A catastrophic explosion at a Baotou steel facility in China’s Inner Mongolia Autonomous Region, which resulted in 10 fatalities and 84 injuries this past January, has been officially attributed to severe supervisory negligence. According to Li Haowen, Director of Investigation and Statistics at the Ministry of Emergency Management, the disaster was entirely preventable.

The incident originated from a significant leak in a steam sphere tank. Despite the clear danger, production was deliberately not halted. Li revealed at a Beijing press briefing that the tank had been leaking heavily for approximately 90 minutes prior to the explosion. Shockingly, two on-site supervisors, under pressure to maintain output, explicitly ordered work to continue. This decision proved fatal for everyone in the immediate vicinity, including the supervisors themselves.

Li condemned the lapse in safety protocols, stating, “The supervision was not done properly. It harmed others and also harmed the supervisors.” While presenting an annual safety report, he noted that China’s overall workplace safety situation remained “generally stable” in 2025, with major accidents kept to single digits. However, he emphasized that the lessons from this and other incidents were “extremely painful.

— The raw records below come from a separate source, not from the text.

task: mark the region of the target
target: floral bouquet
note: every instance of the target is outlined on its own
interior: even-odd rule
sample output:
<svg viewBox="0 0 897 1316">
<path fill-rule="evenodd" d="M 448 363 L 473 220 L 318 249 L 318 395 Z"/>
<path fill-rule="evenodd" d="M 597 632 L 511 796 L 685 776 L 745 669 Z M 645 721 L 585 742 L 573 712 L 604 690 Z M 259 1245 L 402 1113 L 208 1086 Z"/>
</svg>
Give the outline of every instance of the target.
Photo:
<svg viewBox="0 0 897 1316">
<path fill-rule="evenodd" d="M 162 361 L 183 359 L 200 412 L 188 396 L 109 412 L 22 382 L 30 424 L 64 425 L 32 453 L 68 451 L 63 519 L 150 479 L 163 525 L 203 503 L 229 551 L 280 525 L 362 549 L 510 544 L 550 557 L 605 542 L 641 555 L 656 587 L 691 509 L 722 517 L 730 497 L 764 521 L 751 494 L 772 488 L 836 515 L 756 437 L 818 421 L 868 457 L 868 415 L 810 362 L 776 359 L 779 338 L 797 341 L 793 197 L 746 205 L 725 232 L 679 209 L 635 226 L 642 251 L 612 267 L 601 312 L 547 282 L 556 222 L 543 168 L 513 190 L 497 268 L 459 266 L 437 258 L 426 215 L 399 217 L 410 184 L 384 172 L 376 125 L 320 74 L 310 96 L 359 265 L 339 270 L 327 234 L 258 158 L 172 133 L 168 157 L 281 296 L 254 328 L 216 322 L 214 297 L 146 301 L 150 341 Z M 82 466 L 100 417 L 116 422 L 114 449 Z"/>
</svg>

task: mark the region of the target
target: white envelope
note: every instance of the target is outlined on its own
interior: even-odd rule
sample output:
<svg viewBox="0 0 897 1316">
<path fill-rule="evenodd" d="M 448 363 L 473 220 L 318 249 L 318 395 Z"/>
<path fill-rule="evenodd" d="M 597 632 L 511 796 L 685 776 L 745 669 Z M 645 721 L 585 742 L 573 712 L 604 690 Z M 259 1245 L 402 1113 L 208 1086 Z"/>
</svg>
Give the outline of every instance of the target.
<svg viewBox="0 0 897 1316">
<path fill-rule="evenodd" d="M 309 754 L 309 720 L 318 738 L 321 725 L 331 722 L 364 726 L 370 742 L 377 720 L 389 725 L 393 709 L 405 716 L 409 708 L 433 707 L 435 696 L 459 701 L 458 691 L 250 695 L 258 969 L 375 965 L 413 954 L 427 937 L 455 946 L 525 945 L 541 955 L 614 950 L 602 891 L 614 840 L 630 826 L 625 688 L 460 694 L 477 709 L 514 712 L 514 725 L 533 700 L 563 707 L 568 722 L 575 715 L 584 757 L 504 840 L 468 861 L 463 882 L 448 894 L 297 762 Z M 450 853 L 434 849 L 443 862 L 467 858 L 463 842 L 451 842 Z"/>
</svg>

The official further criticized a broader pattern of corporate misconduct, citing companies that “failed to do basic work well, rushed schedules blindly, and engaged in corner-cutting, falsification, and other misconduct.” He illustrated this with another case involving the collapse of a highway bridge section in Maerkang, Sichuan, where a surveying company had falsified borehole data, planting major hidden risks. Li concluded that these tragedies underscore the fundamental principle that high-quality development must be built upon a foundation of high-level safety.